A Will can only be “activated” by a probate proceeding in the Surrogate’s Court. Even though you name an executor in your Will, the court has to appoint that executor before they are entitled to act on behalf of the estate- collect your assets, pay your last bills, and distribute your property the way that you directed. Probate takes about a year, because there is a large amount of paperwork and documentation required before things can be done. It takes several months to have the executor appointed. Nothing can be done with the assets during this time period. Creditors then have 7 months after the executor is appointed to present claims against the estate, so it is not safe to distribute the assets before that time period passes. There is an accounting that must be made by the executor of the assets that came into the estate and what bills where paid and what will be distributed to the heirs. There are receipts and releases that must be signed by the heirs before they receive their distributions from the estate. Of course, any type of dispute will delay the process substantially.

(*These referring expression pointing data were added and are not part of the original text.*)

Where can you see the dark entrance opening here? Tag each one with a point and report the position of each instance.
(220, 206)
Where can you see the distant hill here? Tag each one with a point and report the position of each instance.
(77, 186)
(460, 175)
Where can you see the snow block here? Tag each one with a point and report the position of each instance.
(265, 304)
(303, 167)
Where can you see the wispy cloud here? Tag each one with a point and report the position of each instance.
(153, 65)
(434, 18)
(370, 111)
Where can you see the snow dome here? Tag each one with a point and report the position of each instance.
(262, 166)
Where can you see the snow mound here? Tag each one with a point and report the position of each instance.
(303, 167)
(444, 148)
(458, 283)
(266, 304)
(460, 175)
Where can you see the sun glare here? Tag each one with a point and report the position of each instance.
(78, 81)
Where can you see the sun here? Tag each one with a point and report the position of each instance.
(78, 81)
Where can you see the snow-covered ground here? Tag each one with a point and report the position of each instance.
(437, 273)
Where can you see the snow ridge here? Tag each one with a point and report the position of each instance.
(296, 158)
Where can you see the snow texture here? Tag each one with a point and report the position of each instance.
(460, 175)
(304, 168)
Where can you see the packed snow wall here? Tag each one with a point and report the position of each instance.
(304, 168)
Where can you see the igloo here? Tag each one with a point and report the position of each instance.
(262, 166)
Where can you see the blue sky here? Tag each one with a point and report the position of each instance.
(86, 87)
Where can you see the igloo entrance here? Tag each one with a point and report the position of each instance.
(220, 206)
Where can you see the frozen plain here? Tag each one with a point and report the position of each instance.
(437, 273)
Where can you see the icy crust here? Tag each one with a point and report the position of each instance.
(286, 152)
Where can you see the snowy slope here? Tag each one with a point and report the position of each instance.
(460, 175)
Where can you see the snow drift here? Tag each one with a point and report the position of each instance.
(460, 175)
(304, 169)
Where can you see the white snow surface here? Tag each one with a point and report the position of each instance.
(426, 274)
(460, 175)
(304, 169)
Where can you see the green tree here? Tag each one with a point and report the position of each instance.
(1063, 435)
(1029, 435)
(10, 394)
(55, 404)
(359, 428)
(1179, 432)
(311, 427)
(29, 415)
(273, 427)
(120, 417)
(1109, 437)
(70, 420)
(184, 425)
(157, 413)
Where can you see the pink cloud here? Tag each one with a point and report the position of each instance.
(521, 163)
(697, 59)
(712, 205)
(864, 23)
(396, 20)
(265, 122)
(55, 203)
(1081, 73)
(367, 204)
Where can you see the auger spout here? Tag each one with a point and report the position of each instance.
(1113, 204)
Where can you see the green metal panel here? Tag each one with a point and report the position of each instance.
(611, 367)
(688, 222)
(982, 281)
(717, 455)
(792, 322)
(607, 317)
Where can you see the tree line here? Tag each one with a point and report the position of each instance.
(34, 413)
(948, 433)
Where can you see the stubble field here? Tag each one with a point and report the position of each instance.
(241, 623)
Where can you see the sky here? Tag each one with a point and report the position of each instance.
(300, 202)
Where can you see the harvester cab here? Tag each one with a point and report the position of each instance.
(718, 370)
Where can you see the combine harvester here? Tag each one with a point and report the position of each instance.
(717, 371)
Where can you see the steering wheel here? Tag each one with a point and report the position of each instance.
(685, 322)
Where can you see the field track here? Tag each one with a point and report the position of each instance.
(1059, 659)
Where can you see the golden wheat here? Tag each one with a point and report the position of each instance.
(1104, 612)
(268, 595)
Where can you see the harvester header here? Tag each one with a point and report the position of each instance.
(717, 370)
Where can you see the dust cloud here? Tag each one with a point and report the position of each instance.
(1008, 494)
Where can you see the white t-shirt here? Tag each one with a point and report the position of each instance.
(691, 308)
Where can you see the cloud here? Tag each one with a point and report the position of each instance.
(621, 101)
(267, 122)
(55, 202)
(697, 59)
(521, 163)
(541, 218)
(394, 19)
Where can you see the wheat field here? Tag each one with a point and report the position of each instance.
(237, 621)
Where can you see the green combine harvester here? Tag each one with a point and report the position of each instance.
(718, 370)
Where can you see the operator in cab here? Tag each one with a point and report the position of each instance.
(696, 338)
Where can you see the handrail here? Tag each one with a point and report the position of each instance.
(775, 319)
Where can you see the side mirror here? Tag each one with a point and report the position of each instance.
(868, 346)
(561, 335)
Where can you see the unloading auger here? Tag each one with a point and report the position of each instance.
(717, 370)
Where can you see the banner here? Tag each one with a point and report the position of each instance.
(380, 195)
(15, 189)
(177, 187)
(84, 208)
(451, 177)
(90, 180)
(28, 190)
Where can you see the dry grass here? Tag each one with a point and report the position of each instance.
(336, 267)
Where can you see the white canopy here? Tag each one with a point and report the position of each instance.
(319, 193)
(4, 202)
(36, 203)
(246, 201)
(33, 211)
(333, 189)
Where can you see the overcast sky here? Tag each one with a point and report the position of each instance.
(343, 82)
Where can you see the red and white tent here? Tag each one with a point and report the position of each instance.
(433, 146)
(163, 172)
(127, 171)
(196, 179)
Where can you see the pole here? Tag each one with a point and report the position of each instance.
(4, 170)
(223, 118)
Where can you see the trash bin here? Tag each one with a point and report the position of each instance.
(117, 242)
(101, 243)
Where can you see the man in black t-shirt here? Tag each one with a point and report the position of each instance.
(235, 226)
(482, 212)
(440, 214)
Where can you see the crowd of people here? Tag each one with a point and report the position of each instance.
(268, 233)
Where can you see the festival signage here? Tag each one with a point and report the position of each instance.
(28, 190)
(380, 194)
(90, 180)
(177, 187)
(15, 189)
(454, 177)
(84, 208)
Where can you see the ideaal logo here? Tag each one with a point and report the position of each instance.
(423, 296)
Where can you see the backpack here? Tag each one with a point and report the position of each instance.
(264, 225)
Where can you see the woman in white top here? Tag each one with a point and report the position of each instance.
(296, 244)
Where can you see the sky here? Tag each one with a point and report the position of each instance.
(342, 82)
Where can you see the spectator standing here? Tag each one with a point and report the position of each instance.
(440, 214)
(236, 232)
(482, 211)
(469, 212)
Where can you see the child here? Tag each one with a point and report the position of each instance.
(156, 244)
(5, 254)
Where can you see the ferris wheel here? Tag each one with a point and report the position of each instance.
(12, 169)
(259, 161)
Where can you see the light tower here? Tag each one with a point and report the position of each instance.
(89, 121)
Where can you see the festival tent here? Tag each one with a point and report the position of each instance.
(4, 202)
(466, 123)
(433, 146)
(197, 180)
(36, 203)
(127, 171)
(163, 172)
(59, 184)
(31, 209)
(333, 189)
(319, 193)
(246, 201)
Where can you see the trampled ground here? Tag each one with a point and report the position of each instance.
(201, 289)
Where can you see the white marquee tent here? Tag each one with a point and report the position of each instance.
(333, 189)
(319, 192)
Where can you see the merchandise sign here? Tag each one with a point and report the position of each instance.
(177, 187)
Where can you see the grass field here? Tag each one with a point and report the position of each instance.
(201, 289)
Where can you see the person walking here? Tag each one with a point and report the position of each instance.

When people do not leave a Will, the state of New York determines who gets their property. These are usually their closest living relatives.
This type of estate goes through an administration proceeding, not a probate. As with the probate, the court supervises everything, but the state’s “intestate succession” rules determine who gets what.
Both the probate and administration proceedings are similarly time-consuming and rule-driven, with court appearances by the attorney involved.
We have many years of experience with these types of proceedings, and can guide you through the process with both legal expertise and practical guidance as to how to dispose of various properties and how to deal with the heirs. Family issues can be difficult, and seem to come to the forefront following the loss of a loved one. We have handled these types of issues many times, including with our own families, and can help the executor or administrator get successfully through the entire estate process by minimizing conflicts and coming to an outcome that satisfies all family members.